Beobachtungen, die den Dresdner Bischof umtreiben. Er möchte auf diesen Fahrten erkunden, „was Gott von uns will". Und er hat sich eine erste Vorstellung davon gemacht. Von „Qualität vor Quantität" spricht er. „Aber die erste Frage ist nicht: was schließen wir? Sondern: wie kommen wir den Menschen nahe?" Dass eine Konsequenz dieser Frage allerdings auch bedeutet, sich von Liebgewordenem zu lösen, ausgetretene Pfade zu verlassen, wird nicht nur den Katholiken in Pirna schnell klar und hinterlässt Unbehagen auf manchem Gesicht.

„Es gibt Dinge, die wir sterben lassen müssen", sagt Heiner Koch dazu. „Es kann auch ein Zeichen unseres Glaubens sein, loslassen zu können. Und: manche Rahmenbedingungen werden wir nicht ändern können. Nehmen sie das Beispiel der Überalterung einiger Regionen. Wenn Sie versuchen, dagegen anzukämpfen, machen Sie sich nur kaputt."

Während draußen das Unwetter niedergeht, bleibt die Atmosphäre im Pfarrsaal gelassen. Jedem im Raum ist klar: ein einfaches Weiter-so hilft niemand.

Vernetzen und eigene Schwerpunkte finden

Abende wie dieser bilden den Abschluss jeder Besuchsreise des Bischofs in die Regionen seines Bistums. Gesprächsprozesse will der Bischof dabei in Bewegung bringen. Vom hauptamtlichen Mitarbeiter bis zum engagierten Kirchgänger sollen sich die Menschen gemeinsam umsehen, was an katholischem Leben in ihrer Heimat vorhanden ist. Wo Verknüpfungspunkte geschaffen werden können. Wo miteinander ein Aufbruch beginnen und einsames Erstarren verhindert werden kann.
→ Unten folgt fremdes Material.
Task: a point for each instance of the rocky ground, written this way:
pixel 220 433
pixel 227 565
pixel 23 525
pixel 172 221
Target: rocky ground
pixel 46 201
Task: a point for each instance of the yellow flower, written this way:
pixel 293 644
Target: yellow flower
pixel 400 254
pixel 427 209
Die Schwerpunkte dabei möchte der Bischof nicht vorbestimmen. Ob Erzgebirge oder Vogtland, ob Leipzig oder Chemnitz, ob Oberlausitz oder Altenburger Land – das Gebiet seines Bistums ist zu unterschiedlich, als dass es eine einheitliche Lösung für alle geben könnte. Doch das, wofür sich die Gemeinden entscheiden, sollen sie mit Leidenschaft tun.

Die Kirchenleute stärken sich an frisch gestrichenen Fettbemmen, die fleißige Hände liebevoll mit Essiggurke und frischen Kräutern dekoriert haben. Jemand hat aus seinem Obstgarten eine Schale Pflaumen und Äpfel mitgebracht. Fruchtsaft steht bereit. „Eine Gemeinde ist eine träge Masse. Die bewegt sich nicht so schnell. Was sollen wir machen, wenn die Leute sich selbst genügen, wenn sie nicht nach draußen gehen wollen?", wirft die Gemeindereferentin ein. „Wir wollen nicht dazu da sein, Kirchen zuzumachen", sagt ein Pfarrer. Und: „Es ist soviel Arbeit. Wir müssen die Freude wiederfinden statt des Gefühls: wir sind die letzten." Hinweise, die der Bischof immer wieder hört. Am einen Ort heißt es „die A4 trennt uns mehr als uns eint." Andernorts „die Elbe ist eine Grenze. Was will ich dort drüben?" Oder: „Wenn ein Pfarrer klemmt wie 'ne alte Kirchentür, dann bewegt sich auch nichts."

Der Versuch zählt

„Ich habe kein Problem damit, wenn etwas nicht klappt. Das ist nicht schlimm. Aber es gar nicht erst zu versuchen, das ist schlimm", sagt Bischof Koch dann. Und wenn es in Zukunft tatsächlich weniger Kirchen geben sollte, dann sollen wenigstens diese echte Gotteshäuser sein, die ausstrahlen. „Da kann mal stille Anbetung sein, mal Musik, mal trifft man sich auf eine Tasse Kaffee. Die Leute sollen herkommen und sagen: ‚Es ist schön hier.' Gotteshäuser, die leben."

Zwei Stunden sind vergangen, als die katholische Runde in Pirna zu Ende geht und die Menschen aufbrechen in die nächtliche Stadt. Der Regen ist geblieben. Aber er fühlt sich etwas weniger trostlos an.